Nonetheless, Republicans did follow his advice. In recent months, the GOP seems to have transitioned from being the stupid party to being the crazy party.
I know, I’m being shrill. But as it grows increasingly hard to see how, in the face of Republican hysteria over health reform, we can avoid a government shutdown — and maybe the even more frightening prospect of a debt default — the time for euphemism is past.
It helps, I think, to understand just how unprecedented today’s political climate really is.
Divided government in itself isn’t unusual and is, in fact, more common than not. Since World War II, there have been 35 Congresses, and in only 13 of those cases did the president’s party fully control the legislature.
Nonetheless, the U.S. government continued to function. Most of the time divided government led to compromise; sometimes to stalemate. Nobody even considered the possibility that a party might try to achieve its agenda, not through the constitutional process, but through blackmail — by threatening to bring the federal government, and maybe the whole economy, to its knees unless its demands were met.
True, there was the government shutdown of 1995. But this was widely recognized after the fact as both an outrage and a mistake. And that confrontation came just after a sweeping Republican victory in the midterm elections, allowing the GOP to make the case that it had a popular mandate to challenge what it imagined to be a crippled, lame-duck president.
Today, by contrast, Republicans are coming off an election in which they failed to retake the presidency despite a weak economy, failed to retake the Senate even though far more Democratic than Republican seats were at risk, and held the House only through a combination of gerrymandering and the vagaries of districting. Democrats actually won the popular ballot for the House by 1.4 million votes. This is not a party that, by any conceivable standard of legitimacy, has the right to make extreme demands on the president.
Yet, at the moment, it seems highly likely that the Republican Party will refuse to fund the government, forcing a shutdown at the beginning of next month, unless President Barack Obama dismantles the health reform that is the signature achievement of his presidency. Republican leaders realize that this is a bad idea, but, until recently, their notion of preaching moderation was to urge party radicals not to hold America hostage over the federal budget so they could wait a few weeks and hold it hostage over the debt ceiling instead.
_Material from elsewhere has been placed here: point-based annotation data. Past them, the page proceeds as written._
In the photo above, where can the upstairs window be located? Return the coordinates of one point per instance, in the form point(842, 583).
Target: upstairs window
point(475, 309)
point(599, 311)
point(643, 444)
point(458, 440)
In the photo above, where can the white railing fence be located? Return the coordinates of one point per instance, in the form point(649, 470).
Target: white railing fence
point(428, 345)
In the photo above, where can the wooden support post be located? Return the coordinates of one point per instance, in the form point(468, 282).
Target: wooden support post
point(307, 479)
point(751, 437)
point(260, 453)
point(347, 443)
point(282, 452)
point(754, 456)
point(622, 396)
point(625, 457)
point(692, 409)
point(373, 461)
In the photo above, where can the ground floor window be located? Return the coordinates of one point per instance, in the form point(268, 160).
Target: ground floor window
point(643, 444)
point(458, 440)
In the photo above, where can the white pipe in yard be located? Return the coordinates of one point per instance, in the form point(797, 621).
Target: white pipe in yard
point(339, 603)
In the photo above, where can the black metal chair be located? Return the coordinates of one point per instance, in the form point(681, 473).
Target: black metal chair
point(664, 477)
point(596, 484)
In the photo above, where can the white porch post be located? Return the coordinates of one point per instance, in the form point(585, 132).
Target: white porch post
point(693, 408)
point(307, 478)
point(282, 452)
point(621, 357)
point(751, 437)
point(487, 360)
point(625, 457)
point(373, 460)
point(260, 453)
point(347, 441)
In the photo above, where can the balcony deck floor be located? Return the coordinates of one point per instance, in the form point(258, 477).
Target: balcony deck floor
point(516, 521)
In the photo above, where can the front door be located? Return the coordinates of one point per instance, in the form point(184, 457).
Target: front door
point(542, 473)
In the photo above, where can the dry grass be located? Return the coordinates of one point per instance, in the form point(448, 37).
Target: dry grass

Now they’ve given up even on that delaying tactic. The latest news is that John Boehner, the speaker of the House, has abandoned his efforts to craft a face-saving climbdown on the budget, which means that we’re all set for shutdown, possibly followed by debt crisis.
How did we get here?
Some pundits insist, even now, that this is somehow Obama’s fault. Why can’t he sit down with Boehner the way Ronald Reagan used to sit down with Tip O’Neill? But O’Neill didn’t lead a party whose base demanded that he shut down the government unless Reagan revoked his tax cuts, and O’Neill didn’t face a caucus prepared to depose him as speaker at the first hint of compromise.
No, this story is all about the GOP. First came the southern strategy, in which the Republican elite cynically exploited racial backlash to promote economic goals, mainly low taxes for rich people and deregulation. Over time, this gradually morphed into what we might call the crazy strategy, in which the elite turned to exploiting the paranoia that has always been a factor in American politics — Hillary killed Vince Foster! Obama was born in Kenya! Death panels! — to promote the same goals.
But now we’re in a third stage, where the elite has lost control of the Frankenstein-like monster it created.
So now we get to witness the hilarious spectacle of Karl Rove in The Wall Street Journal, pleading with Republicans to recognize the reality that Obamacare can’t be defunded. Why hilarious? Because Rove and his colleagues have spent decades trying to ensure that the Republican base lives in an alternate reality defined by Rush Limbaugh and Fox News. Can we say “hoist with their own petard”?
Of course, the coming confrontations are likely to damage America as a whole, not just the Republican brand. But, you know, this political moment of truth was going to happen sooner or later. We might as well have it now.
Paul Krugman is a columnist for The New York Times.